Regarder le réel jusqu'à ce qu'il avoue. Imaginer ce qui vient après.


Le projet

Ce site est un laboratoire ouvert. Ma cartographie cognitive, des notes interconnectées nourries de lectures, podcasts, conférences et conversations, alimente directement mes créations. Les visuels (À l'œil nu) traduisent les données du monde en poésie graphique. Les nouvelles (Contre-jour) explorent par la fiction ce que l'analyse seule ne peut atteindre. Les Poussières captent l'instant : micro-fictions dystopiques, réflexions à vif, éclats en clin d'œil à l'actualité.

Ce qui grince et ce qui germe, dans le même geste. Des utopies incarnées, imparfaites, têtues. Celles qu'on ne voit pas quand on ne regarde que l'effondrement.

Pour mener ce projet, j'utilise une palette d'outils et de méthodes, du numérique au physique. Ma matière brute, ce sont les livres, podcasts, conférences, BD, conversations. Je digère, relie, transforme. Je réécris, affûte, sculpte jusqu'à ce que ça porte ce que je veux dire. Mon œil, ma main, mon nom.

Pourquoi ici, pourquoi Ghost

J'ai voulu un espace qui respire, hors des logiques algorithmiques et des courses à la performance.

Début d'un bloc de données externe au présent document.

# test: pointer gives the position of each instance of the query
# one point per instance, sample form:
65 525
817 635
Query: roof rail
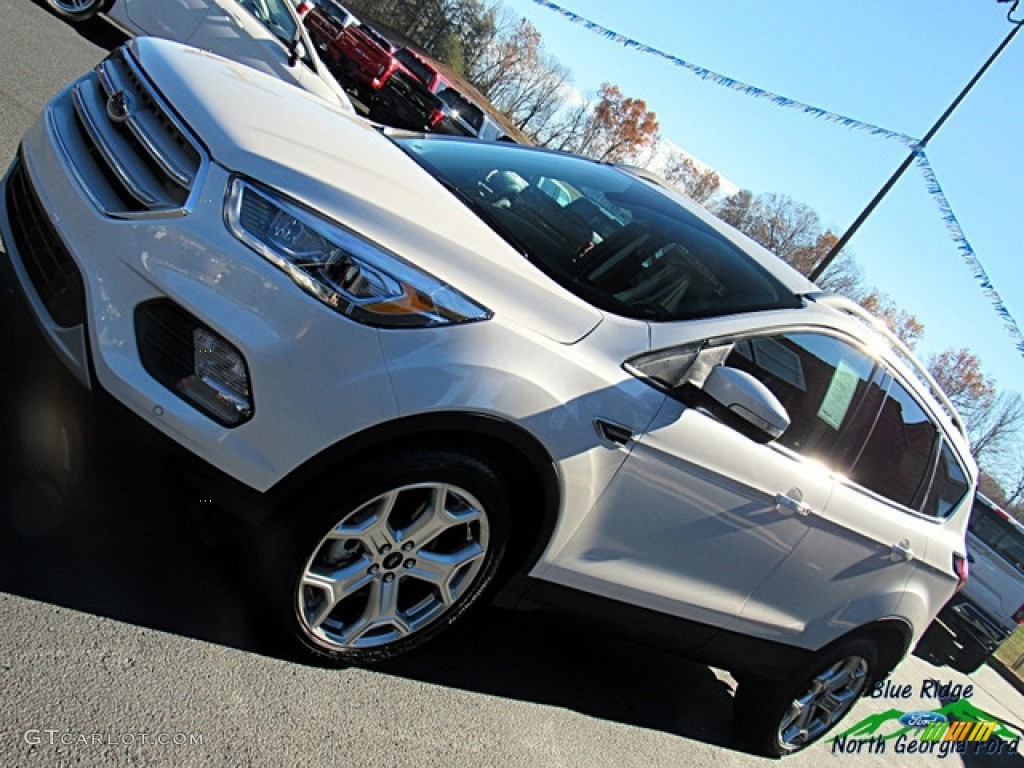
851 307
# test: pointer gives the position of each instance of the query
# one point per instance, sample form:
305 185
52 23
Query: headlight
347 272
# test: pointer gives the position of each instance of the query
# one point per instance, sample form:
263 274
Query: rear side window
948 487
998 534
828 388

Pas de monétisation, pas de coaching, pas d'influence. Je partage sans rien vendre, sans rien promettre. Je ne cherche pas une audience, je cherche des résonances.

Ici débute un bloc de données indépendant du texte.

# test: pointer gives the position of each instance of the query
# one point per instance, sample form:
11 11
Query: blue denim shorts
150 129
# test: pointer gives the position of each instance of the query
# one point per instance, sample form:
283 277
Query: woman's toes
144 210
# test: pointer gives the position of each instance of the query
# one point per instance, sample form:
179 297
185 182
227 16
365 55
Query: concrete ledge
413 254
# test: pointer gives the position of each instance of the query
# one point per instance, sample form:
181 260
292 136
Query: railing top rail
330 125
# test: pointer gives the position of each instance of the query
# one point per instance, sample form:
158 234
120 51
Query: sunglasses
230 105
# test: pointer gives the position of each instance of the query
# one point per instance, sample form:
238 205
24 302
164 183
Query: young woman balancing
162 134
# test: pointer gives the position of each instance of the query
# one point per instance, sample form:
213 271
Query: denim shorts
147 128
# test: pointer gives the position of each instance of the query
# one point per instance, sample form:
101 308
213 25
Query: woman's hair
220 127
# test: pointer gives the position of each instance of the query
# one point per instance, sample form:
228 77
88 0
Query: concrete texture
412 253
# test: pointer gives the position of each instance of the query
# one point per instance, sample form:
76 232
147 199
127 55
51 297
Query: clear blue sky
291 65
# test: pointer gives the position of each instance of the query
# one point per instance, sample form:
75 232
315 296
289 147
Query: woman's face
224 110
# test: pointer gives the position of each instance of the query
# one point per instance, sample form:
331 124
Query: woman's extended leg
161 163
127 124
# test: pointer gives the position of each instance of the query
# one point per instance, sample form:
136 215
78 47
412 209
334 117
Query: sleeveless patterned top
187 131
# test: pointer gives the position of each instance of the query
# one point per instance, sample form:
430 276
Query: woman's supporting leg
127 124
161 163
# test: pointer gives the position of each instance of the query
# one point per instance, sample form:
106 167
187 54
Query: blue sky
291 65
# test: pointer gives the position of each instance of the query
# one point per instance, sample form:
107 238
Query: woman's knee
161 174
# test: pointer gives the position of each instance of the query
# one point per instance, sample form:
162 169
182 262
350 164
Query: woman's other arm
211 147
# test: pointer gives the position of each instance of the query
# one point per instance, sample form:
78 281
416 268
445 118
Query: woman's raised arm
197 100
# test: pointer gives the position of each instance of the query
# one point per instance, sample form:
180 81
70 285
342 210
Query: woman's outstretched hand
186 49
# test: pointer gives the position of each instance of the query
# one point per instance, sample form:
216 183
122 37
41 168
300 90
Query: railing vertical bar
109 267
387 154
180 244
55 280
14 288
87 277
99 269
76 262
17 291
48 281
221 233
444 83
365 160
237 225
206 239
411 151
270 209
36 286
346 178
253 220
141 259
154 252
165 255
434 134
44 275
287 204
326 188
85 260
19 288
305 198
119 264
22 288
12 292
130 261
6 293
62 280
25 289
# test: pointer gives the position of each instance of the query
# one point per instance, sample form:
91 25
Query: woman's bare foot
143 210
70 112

Ghost me permet de créer un lieu lent, dense, hybride. Des carrousels qui font respirer les chiffres. Des nouvelles qui troublent. Des poussières qui piquent. Un endroit où les formats se croisent, où l'esthétique et la réflexion cohabitent.

Qui je suis

Des années dans l'économie sociale et l'humanitaire m'ont appris à regarder les systèmes sans complaisance. J'ai vu de près ce que produisent les inégalités, les guerres, les logiques de domination. Impossible pour moi de rester spectateur, d'accepter les récits tout faits. L'art et la connaissance sont devenus mes outils pour démêler tout ça, et parfois proposer autre chose. Ce projet est né de cette recherche : comprendre pour ne pas subir, créer pour ne pas céder.


Soyez les bienvenus, pour flâner ou vous attarder. Si quelque chose vous retient, tant mieux. Si quelque chose vous dérange, encore mieux.